From: Virus Guy on 17 Mar 2010 22:44 Ant wrote: > I have Java disabled in Firefox since it's rare that a site > requires it for navigation. However, I suspect VG means > Javascript. I also have Acrobat set to not display PDFs > in a browser (I download them instead) and don't have any > plugins installed for Firefox. I have Firefox (2.0.0.20) configured to ask me what to do with pdf files, with the default being to save them to a user-specified directory.

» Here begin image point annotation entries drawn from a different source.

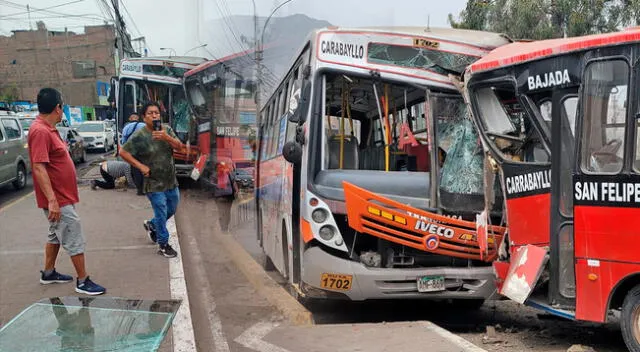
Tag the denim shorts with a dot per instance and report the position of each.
(67, 232)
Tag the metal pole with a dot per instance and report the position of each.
(116, 8)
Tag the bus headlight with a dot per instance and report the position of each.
(327, 233)
(319, 216)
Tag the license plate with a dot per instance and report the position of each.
(431, 284)
(336, 281)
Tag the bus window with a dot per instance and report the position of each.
(605, 101)
(509, 126)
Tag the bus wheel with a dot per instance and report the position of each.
(267, 264)
(630, 320)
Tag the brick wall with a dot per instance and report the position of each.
(30, 60)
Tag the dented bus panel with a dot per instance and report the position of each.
(559, 123)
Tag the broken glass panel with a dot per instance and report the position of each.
(421, 58)
(461, 172)
(80, 324)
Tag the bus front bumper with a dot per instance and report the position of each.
(183, 170)
(393, 283)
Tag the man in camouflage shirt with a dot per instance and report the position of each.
(151, 152)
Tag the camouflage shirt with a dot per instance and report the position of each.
(158, 156)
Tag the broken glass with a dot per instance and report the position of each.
(79, 324)
(463, 165)
(422, 58)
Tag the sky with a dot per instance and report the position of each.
(178, 24)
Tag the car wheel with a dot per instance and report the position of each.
(21, 178)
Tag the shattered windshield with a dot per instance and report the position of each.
(422, 58)
(76, 324)
(219, 92)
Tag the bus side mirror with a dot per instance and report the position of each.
(292, 152)
(299, 101)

Normally when I point Firefox at a pdf file, Firefox will put up the "what do you want to do with this file" dialog box, with the default being "save to file". If it's a file I want to read, I can instead select "open file". Right after that, Acrobat will open in it's own window and display the file. This is inspite of the fact that in acrobat, I have "display pdf in browser" set to yes. I notice that I also have "Enable Acrobat Javascript" set to yes (ok that's dumb). This is reader 6.0.2. I was fooling around with some links at malwaredomainlist.com and one (or more) of those links, when executed in Firefox, resulted in Acrobat reader opening and (I guess) trying to render some file. The "save to file" dialog box did not happen. My Firefox agent string is been set to OS=XP, Firefox= 3.1.something (I'm running win-98). I'm trying to figure out what or how or why acrobat reader was launched by what-ever I was pointing Firefox at. The pdf file that I posted about in another thread came from my firefox cache at about the same time that I was messing with those malwardomain url's. The only PDF files that I've seen in the past that are very small and have script code in them like that were usually malware.
From: Virus Guy on 17 Mar 2010 22:47 "David H. Lipman" wrote: > >> {AC76BA86-1033-F400-7760-000000000004} > > | I don't have that clsid in my registry. Instead I have this: > > | {AC76BA86-7AD7-1033-7646-A00000000001} > > | Or maybe this? > > | {B801CA65-A1FC-11D0-85AD-444553540000} > > {AC76BA86-7AD7-1033-7646-A00000000001} > Do you have Adobe Reader v6.01 ? In the About window it says 6.0.2. > {B801CA65-A1FC-11D0-85AD-444553540000} > Adobe Reader 4.0 ? This computer has Acrobat distiller installed on it, and I think it's version 4. This allow "print to pdf" so that print-outs can be e-mailed when necessary.
From: Ant on 17 Mar 2010 23:08 "David H. Lipman" wrote: > From: "Ant": >| Since FF doesn't do ActiveX I would expect it not to use COM or other >| MS specific technologies. That would be more work for maintaining the >| code base which must also be used for non-Windows systems. However, >| there is a plugin to enable the use of ActiveX, so I'm not sure what's >| to stop developers using COM in plugins for other things. Interesting >| question and I don't have a FF Adobe plugin to check. > > > OK.... Well, not quite! Checking Firefox.exe itself and some Mozilla DLLs shows I'm wrong about COM usage. They do import from ole32.dll and oleaut32.dll so it is using COM automation internally after all. Because of Mozilla's stance on ActiveX (they say it's a security risk) I'm hoping none of this is able to be invoked directly by web pages through the Gecko or SpiderMonkey engines; for example, being able to instantiate a PdfCtrl object with javascript.
From: David H. Lipman on 17 Mar 2010 23:20 From: "Ant" <not(a)home.today> | "David H. Lipman" wrote: >> From: "Ant": >>| Since FF doesn't do ActiveX I would expect it not to use COM or other >>| MS specific technologies. That would be more work for maintaining the >>| code base which must also be used for non-Windows systems. However, >>| there is a plugin to enable the use of ActiveX, so I'm not sure what's >>| to stop developers using COM in plugins for other things. Interesting >>| question and I don't have a FF Adobe plugin to check. >> OK.... | Well, not quite! | Checking Firefox.exe itself and some Mozilla DLLs shows I'm wrong | about COM usage. They do import from ole32.dll and oleaut32.dll so | it is using COM automation internally after all. Because of Mozilla's | stance on ActiveX (they say it's a security risk) I'm hoping none of | this is able to be invoked directly by web pages through the Gecko or | SpiderMonkey engines; for example, being able to instantiate a PdfCtrl | object with javascript. I thought so but I don't know for sure. -- Dave http://www.claymania.com/removal-trojan-adware.html Multi-AV - http://www.pctipp.ch/downloads/dl/35905.asp
From: Virus Guy on 17 Mar 2010 23:24 Ant wrote: > I suspect VG means Javascript. What sub-system is responsible for handling / executing Javascript? Is there anything like a single Javascript "control-panel" - or engine? Or does every app handle Javascript internally - all by itself?